The year 1875 was a watershed for the war chief known as Quanah. Before that time, his Quahadi Comanches were one of the fiercest, toughest and anti-white Indian bands. Quanah’s hatred fueled that fire.
The mixed-race son of Peta Nocona and captive white Cynthia Ann Parker, Quanah—aged between 23 and 27—bore grudges. The U.S. Army had defeated his father, and captured his mother and sister, in the 1860s. Whites had killed other relatives and friends of his.
During the 1870s, settlers and military incursions grabbed much Comanche land in Texas. On June 27, 1874, Quanah led about 250 Cheyenne and Comanche warriors against 28 buffalo hunters at Adobe Walls. What should have been a slaughter turned into defeat. A wounded Quanah withdrew with his men.
The Comanches’ last gasp came the next year, during the Red River War in the Texas Panhandle. Colonel Ranald Mackenzie’s brutal tactic of destroying Comanche homes and supplies forced most bands onto the reservation at Fort Sill in modern-day Oklahoma.

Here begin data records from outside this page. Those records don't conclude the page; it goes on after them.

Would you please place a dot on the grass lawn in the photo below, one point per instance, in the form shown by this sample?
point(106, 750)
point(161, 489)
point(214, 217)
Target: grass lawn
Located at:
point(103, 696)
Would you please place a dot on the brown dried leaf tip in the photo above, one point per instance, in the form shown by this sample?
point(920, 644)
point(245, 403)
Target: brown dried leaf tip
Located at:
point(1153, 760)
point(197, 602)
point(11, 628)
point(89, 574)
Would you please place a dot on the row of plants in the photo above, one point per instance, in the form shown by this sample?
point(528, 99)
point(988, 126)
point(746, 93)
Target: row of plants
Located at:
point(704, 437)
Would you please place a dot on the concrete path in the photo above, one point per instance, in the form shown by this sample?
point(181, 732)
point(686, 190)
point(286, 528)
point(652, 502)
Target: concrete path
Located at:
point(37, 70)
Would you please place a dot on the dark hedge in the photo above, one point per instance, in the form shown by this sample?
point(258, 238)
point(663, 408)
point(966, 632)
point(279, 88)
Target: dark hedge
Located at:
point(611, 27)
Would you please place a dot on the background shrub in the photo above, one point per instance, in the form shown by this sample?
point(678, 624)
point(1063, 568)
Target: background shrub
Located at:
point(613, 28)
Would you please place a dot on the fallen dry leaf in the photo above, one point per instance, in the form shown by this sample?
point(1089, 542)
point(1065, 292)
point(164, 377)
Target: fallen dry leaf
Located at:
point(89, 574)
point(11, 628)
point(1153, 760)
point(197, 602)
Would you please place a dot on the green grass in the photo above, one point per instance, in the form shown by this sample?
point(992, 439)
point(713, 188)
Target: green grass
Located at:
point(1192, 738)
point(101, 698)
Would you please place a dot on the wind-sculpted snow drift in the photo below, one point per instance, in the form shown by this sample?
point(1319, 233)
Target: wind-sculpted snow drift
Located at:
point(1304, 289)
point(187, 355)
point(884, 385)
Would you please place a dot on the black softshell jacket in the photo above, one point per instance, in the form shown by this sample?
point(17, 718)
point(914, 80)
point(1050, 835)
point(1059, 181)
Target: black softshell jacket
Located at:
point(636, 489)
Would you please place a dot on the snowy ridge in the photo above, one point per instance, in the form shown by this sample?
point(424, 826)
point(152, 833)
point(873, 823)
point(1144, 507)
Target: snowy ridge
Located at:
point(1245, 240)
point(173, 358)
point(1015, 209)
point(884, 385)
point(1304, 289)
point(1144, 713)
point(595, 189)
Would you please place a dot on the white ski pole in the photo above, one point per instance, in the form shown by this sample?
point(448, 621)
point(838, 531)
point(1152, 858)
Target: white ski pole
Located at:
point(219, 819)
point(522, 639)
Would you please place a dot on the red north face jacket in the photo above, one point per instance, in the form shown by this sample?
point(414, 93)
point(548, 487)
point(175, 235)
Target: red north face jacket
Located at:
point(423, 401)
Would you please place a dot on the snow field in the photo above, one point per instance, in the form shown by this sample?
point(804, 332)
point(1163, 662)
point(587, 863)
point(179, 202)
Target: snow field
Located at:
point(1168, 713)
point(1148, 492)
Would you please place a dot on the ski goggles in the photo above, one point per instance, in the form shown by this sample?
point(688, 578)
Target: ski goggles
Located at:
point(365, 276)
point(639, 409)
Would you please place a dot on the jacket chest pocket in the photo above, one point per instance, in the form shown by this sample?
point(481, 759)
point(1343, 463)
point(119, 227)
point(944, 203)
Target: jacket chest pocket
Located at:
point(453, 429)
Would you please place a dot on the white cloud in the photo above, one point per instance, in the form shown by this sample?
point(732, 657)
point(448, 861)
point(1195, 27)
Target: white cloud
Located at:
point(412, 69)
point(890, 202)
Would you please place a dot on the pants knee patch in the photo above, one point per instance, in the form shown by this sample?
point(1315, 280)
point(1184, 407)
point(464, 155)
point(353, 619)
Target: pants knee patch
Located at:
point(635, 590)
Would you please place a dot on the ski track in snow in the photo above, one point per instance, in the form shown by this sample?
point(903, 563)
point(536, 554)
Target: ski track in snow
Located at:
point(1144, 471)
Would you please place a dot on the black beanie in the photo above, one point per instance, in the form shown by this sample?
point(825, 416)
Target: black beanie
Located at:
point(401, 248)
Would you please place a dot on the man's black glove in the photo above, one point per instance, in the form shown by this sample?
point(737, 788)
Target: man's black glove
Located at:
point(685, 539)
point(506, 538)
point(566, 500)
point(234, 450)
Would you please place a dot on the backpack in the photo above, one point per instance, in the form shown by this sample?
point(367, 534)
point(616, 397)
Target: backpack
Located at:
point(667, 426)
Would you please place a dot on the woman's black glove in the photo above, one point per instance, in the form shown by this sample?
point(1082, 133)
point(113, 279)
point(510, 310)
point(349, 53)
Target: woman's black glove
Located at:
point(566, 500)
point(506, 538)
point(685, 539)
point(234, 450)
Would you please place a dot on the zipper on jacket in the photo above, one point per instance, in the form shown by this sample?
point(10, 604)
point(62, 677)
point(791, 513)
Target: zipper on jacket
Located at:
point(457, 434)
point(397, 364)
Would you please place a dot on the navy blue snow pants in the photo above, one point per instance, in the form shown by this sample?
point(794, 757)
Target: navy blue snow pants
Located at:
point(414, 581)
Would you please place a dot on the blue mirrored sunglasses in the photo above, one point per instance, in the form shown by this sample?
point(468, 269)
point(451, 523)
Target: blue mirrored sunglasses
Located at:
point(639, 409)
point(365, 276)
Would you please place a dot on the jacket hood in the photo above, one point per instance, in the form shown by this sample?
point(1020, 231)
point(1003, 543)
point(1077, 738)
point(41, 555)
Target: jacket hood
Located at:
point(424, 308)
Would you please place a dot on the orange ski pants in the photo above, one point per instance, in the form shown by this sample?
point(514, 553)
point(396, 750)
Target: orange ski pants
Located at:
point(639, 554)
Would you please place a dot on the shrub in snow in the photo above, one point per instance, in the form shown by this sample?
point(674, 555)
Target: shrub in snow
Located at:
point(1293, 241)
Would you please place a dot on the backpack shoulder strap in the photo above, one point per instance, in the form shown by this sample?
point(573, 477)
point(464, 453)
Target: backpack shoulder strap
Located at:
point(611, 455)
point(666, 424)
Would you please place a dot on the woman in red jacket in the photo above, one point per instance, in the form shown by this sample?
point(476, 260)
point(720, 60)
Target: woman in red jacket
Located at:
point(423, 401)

Quanah’s group largely stayed out of the war; their cat-and-mouse strategy kept them out of reach of the Army. They were tired, hungry and desperate—and the last large Comanche band on the run.
When Mackenzie sent a peace commission to meet with the hostile Quanah, the troops got a pleasant surprise. The Comanches greeted them with honor. Quanah’s prayer to the Great Spirit had revealed a howling wolf and an eagle that lit out toward Fort Sill—signs that told Quanah to surrender.
On May 6, 1875, Quanah and around 400 Quahadis walked to Fort Sill. When they arrived nearly a month later, Quanah was transformed. He soon began calling himself Quanah Parker, after his mother, to indicate he was of the two worlds. Determined for his peopleto thrive, he took the white man’s road of farming and ranching.
Quanah arrived on the reservation just one of several Comanche leaders. But his close work with the whites and his success in peacefully bringing renegade Comanches to the reservation earned him respect from Mackenzie. The two fighting men’s fascinating relationship certainly helped Quanah move up in power. By 1880, Quanah was the recognized head of the Quahadis—he eventually dubbed himself chief of all the Comanches.
In his later years, Quanah lived in a luxurious wood frame house, where he greeted important visitors from around the world, including President Theodore Roosevelt. He refused to speak about his warrior days, but he gladly talked about the opportunities for his people in the white man’s world.
After Quanah died in 1911, his body was buried next to his mother’s grave in the Fort Sill Cemetery. He had reinvented himself, and his people, in an effort to survive. He succeeded.